Config / Oracle Metric Description
de novo (Base task) ≈ Comparable Gains from refinement are minor on Scaffold Hopping
+ Refinement (Hard task) Significant Lead Clear gap on Valsartan SMARTS
Celecoxib Rediscovery 0.890 vs 0.802 (Gen.GFN) Leads on most PMO oracles
Fexofenadine MPO 0.984 vs 0.856 Consistent advantage

Key Findings

  • Analytical rate matrix is the "on-off switch" for training: Without it, GFM transition probabilities are non-differentiable, and GRPO ratios cannot be computed.
  • Refinement gains scale with task difficulty: The more selective the reward, the harder it is for de novo generation to succeed, and the higher the value of repeated local search.
  • Low steps, high quality: Achieving superior results in 50 steps compared to 1000-step diffusion baselines shows that RL alignment shifts the distribution toward target regions rather than just increasing sampling computation.

Highlights & Insights

  • Expanding the Monte Carlo rate matrix into a closed-form analytical expression \(V_1, V_2\) solves both "non-differentiability" and "training-inference inconsistency." This "analytical expectation" approach is transferable to other discrete diffusion/flow RL fine-tuning scenarios.
  • The refinement strategy essentially performs a local search around good samples during sampling, unifying RL exploration with inference-time scaling (equivalent to more denoising steps), similar to SDEdit in image diffusion.
  • Using GRPO instead of PPO removes the need for a value network and relies on intra-group relative advantages, which naturally fits graph generation where multiple trajectories are sampled from the same noise graph.

Limitations & Future Work

  • The derivation of the analytical rate matrix depends on the specific form of discrete flow matching (linear interpolation, co-design rate matrix) and may require re-derivation for other noise schedules.
  • Refinement introduces hyperparameters (pool size \(M\), \(t_\epsilon\), candidates per round).

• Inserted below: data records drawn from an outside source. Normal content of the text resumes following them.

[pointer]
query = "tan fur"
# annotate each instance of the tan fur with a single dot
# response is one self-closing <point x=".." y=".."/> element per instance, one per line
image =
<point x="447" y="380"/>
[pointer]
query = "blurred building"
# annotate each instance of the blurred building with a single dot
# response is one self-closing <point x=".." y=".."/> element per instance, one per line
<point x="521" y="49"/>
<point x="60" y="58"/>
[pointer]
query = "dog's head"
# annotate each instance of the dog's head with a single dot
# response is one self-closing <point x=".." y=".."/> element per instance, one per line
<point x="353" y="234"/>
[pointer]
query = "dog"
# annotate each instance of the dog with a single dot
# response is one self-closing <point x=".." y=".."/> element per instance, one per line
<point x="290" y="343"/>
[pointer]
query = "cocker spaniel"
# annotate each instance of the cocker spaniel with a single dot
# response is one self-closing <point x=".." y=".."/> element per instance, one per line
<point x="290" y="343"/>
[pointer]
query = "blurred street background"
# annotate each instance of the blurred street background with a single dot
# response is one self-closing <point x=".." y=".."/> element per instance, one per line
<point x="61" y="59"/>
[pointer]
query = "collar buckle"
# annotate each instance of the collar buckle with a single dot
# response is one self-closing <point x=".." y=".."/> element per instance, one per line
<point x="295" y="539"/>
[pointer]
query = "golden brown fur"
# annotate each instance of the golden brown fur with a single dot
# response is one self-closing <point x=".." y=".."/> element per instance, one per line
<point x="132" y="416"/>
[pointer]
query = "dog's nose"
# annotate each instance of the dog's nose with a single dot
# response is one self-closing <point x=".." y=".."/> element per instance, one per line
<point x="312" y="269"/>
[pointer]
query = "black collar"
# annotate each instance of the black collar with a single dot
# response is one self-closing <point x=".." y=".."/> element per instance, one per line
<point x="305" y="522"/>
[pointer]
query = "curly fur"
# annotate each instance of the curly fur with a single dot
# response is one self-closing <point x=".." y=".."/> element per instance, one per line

Sensitivity analysis is not fully explored, potentially increasing tuning costs for new tasks.
  • Rewards still rely on verifiable oracles; aligning with "soft preferences" without clear scoring functions remains unexplored.
  • vs GDPO (Graph Diffusion Policy Optimization): GDPO uses 1000 steps and does not solve the transition probability differentiability issue. Graph-GRPO uses analytical rates for differentiable rollouts, outperforming GDPO significantly in 50 steps (e.g., parp1 Hit Ratio 60.8 vs 9.8).
  • vs DeFoG (Base GFM): DeFoG is limited to unconditional generation and uses MC estimation. This work adds RL alignment and refinement, improving Tree V.U.N. from 73.5% to 97.5%.
  • vs Genetic Algorithms / Fragment-based RL (Mol GA, f-RAG): These perform discrete search. Graph-GRPO's differentiable flow policy + local refinement is superior for most PMO oracles in cold-start settings.